Download Exposing Slavery Book in PDF, ePub and Kindle

Within a few years of the introduction of photography into the United States in 1839, slaveholders had already begun commissioning photographic portraits of their slaves. Ex-slaves-turned-abolitionists such as Frederick Douglass had come to see how sitting for a portrait could help them project humanity and dignity amidst northern racism. In the first decade of the medium, enslaved people had begun entering southern daguerreotype studios of their own volition, posing for cameras, and leaving with visual treasures they could keep in their pockets. And, as the Civil War raged, Union soldiers would orchestrate pictures with fugitive slaves that envisioned racial hierarchy as slavery fell. In these ways and others, from the earliest days of the medium to the first moments of emancipation, photography powerfully influenced how bondage and freedom were documented, imagined, and contested. By 1865, it would be difficult for many Americans to look back upon slavery and its fall without thinking of a photograph. Exposing Slavery explores how photography altered and was, in turn, shaped by conflicts over human bondage. Drawing on an original source base that includes hundreds of unpublished and little-studied photographs of slaves, ex-slaves, free African Americans, and abolitionists, as well as written archival materials, it puts visual culture at the center of understanding the experience of late slavery. It assesses how photography helped southerners to defend slavery, enslaved people to shape their social ties, abolitionists to strengthen their movement, and soldiers to pictorially enact interracial society during the Civil War. With diverse goals, these peoples transformed photography from a scientific curiosity into a political tool over only a few decades.
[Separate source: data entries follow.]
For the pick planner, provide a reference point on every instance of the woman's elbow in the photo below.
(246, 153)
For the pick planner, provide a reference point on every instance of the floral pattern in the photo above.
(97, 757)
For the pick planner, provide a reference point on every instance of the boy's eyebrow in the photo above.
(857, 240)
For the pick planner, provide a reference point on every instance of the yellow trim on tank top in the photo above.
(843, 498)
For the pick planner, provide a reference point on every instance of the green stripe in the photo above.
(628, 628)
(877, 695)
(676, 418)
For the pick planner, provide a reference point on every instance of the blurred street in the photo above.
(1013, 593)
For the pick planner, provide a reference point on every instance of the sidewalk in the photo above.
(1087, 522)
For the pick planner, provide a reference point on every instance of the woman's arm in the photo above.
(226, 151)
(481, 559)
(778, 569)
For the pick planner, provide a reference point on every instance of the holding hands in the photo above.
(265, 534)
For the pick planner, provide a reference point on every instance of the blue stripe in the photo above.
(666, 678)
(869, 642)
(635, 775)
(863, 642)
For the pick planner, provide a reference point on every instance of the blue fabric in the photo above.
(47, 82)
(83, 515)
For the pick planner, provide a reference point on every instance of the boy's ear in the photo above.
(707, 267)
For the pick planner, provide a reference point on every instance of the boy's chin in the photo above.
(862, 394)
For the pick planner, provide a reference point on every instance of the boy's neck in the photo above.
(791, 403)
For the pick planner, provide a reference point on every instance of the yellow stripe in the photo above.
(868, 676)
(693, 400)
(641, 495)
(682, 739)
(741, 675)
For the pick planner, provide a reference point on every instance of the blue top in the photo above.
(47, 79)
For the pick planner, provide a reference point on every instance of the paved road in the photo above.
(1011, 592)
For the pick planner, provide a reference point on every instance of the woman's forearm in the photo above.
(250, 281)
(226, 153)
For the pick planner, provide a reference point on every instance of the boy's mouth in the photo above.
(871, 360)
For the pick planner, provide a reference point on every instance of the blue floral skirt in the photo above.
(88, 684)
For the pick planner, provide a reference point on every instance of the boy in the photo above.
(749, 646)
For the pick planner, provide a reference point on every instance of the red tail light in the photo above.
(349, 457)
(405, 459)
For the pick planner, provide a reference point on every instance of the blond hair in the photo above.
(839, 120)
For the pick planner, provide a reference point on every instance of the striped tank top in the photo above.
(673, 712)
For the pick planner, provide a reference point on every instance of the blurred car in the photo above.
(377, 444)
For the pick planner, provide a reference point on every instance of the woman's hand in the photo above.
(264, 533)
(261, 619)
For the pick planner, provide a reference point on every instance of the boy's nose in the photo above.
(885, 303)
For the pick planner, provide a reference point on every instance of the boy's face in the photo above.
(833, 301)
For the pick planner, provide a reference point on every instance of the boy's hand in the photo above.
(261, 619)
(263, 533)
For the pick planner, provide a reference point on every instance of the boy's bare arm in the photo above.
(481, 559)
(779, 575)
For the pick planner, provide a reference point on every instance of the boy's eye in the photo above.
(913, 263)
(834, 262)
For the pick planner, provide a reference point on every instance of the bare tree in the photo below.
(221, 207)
This creative first book sheds new light on conflicts over late American slavery, while also revealing a key moment in the relationship between modern visual culture and racialized forms of power and resistance.


Challenging Slavery in the Chesapeake

Challenging Slavery in the Chesapeake
Author: T. Stephen Whitman
Publisher:
Total Pages: 324
Release: 2007
Genre: History
ISBN:

Download Challenging Slavery in the Chesapeake Book in PDF, ePub and Kindle

Whites who aided black freedom seekers played their part.


Slavery in the Upper Mississippi Valley, 1787-1865

Slavery in the Upper Mississippi Valley, 1787-1865
Author: Christopher P. Lehman
Publisher: McFarland
Total Pages: 229
Release: 2014-01-10
Genre: History
ISBN: 0786485892

Download Slavery in the Upper Mississippi Valley, 1787-1865 Book in PDF, ePub and Kindle

Although the passing of the Northwest Ordinance in 1787 banned African American slavery in the Upper Mississippi River Valley, making the new territory officially "free," slavery in fact persisted in the region through the end of the Civil War. Slaves accompanied presidential appointees serving as soldiers or federal officials in the Upper Mississippi, worked in federally supported mines, and openly accompanied southern travelers. Entrepreneurs from the East Coast started pro-slavery riverfront communities in Illinois, Wisconsin, Iowa, and Minnesota to woo vacationing slaveholders. Midwestern slaves joined their southern counterparts in suffering family separations, beatings, auctions, and other indignities that accompanied status as chattel. This revealing work explores all facets of the "peculiar institution" in this peculiar location and its impact on the social and political development of the United States.